Paris aurait pu avoir trois buts d'avance à la pause. Entre le but refusé - on se demande bien pourquoi - à Moise Kean pour un hors-jeu jugé par le VAR, la reprise de l'international italien renvoyée par la transversale, puis le but de Kylian Mbappé refusé par le VAR - cette fois à juste titre - pour un hors-jeu, Paris est passé tout près d'inscrire un troisième but dans les minutes qui ont précédé la mi-temps. Cela aurait certainement anéanti les espoirs monégasques pour de bon. Mais le PSG ne l'a pas marqué. C'est bien de là que part l'invraisemblable retournement de situation.

La stat : 2

Le Paris Saint-Germain restera éternellement associé au mot "remontada" depuis une soirée incroyable à Barcelone en mars 2017. Mais le phénomène est plutôt rare en Ligue 1. Voir le PSG s'incliner après avoir eu deux buts d'avance ne lui était arrivé qu'une fois sous l'ère QSI. C'était à Bastia, en janvier 2015 (4-2).

Le tweet qui peut se confirmer mardi

La décla : Presnel Kimpembe (capitaine du PSG)

On fait une deuxième mi-temps catastrophique. Inadmissible même. On n'a pas le droit à ce niveau !

La question : Faut-il dédramatiser cette "remontada" ?

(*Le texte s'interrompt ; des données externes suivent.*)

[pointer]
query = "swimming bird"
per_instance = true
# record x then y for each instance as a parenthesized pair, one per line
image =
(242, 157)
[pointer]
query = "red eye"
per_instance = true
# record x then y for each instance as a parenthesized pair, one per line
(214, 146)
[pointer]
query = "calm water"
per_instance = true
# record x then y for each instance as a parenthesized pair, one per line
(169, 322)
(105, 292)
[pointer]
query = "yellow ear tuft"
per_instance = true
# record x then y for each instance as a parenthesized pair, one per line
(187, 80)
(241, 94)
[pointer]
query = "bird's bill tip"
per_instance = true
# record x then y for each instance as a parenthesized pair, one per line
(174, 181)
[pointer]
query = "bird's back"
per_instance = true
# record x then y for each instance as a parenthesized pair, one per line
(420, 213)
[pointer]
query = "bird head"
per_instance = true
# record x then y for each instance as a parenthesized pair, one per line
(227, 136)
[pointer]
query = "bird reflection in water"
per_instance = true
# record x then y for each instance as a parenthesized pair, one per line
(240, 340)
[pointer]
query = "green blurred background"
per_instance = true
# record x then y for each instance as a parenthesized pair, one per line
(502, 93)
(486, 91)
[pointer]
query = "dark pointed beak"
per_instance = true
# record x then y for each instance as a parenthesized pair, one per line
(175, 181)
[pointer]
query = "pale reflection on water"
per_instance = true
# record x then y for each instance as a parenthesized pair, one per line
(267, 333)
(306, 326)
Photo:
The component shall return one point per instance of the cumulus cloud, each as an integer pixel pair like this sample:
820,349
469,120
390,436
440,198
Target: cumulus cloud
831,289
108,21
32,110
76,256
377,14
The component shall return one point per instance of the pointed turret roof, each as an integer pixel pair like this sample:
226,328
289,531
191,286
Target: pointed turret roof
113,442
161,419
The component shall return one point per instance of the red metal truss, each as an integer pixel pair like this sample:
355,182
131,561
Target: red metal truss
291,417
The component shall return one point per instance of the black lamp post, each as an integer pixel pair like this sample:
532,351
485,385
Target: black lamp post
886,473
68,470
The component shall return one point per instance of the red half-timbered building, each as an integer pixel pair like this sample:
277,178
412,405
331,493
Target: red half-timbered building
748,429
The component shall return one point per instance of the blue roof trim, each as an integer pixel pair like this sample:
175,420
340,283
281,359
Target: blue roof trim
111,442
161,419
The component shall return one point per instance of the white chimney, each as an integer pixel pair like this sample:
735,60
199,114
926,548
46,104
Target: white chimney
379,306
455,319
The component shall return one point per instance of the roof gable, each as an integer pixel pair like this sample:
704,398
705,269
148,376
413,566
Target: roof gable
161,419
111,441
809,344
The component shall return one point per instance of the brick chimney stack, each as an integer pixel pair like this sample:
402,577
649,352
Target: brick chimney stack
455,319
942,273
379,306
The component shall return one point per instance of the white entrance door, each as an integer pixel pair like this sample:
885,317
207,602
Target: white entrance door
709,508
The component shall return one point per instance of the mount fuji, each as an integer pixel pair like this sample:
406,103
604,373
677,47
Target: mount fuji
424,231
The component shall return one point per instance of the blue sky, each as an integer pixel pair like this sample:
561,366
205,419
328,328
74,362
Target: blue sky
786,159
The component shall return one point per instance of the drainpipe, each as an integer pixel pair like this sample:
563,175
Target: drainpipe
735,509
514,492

Si la question de pose, c'est surtout par rapport aux circonstances. Les joueurs parisiens ont été largement sollicités en sélection et cela a conditionné le onze de départ de Thomas Tuchel, qui semblait quand même largement compétitif. L'entraîneur parisien l'avait annoncé en conférence de presse. Il avait ajouté que le grand rendez-vous qui attendait le PSG n'était pas à Monaco, mais mardi face à Leipzig. Une compétition où Paris n'a pas du tout la même marge qu'en Ligue 1. L'accident était possible face à cette ASM pourtant privée de Ben Yedder. Mais il n'était pas inévitable.
Le problème, c'est l'attitude. L'usure liée à l'enchaînement des matches n'explique pas tout. Ce n'est pas la première fois que le PSG sombre sans donner l'impression de pouvoir réagir. Cela lui était déjà arrivé en championnat contre l'OM. Et en Ligue des champions, que ce soit au Parc des Princes face à Manchester United ou à Leipzig. Paris a aussi montré des carences dans le jeu lors de ses rencontres. Mais c'est surtout son manque de caractère, cette tendance à accepter la défaite qui a de quoi laisser perplexe. Ses failles mentales sont trop récurrentes pour que le mal soit négligé. A ce stade, il devient criant.
Il lui appartient désormais de faire ce qu'il n'a pas su faire sur le Rocher. Relever la tête et réagir. C’est-à-dire jouer à sa juste valeur et gagner contre Leipzig. C'est le seul moyen de dédramatiser cette défaite assez invraisemblable à Monaco. Car elle place le PSG au bord de la crise. Paris avait clairement l'opportunité de préparer autrement ce rendez-vous déterminant face aux Allemands. Parce qu'il est retombé dans ses travers, il ne l'a pas fait. Reste à savoir si ce coup de fouet sera salvateur. Sinon, la fin du mois de novembre pourrait être particulièrement tendue dans la capitale.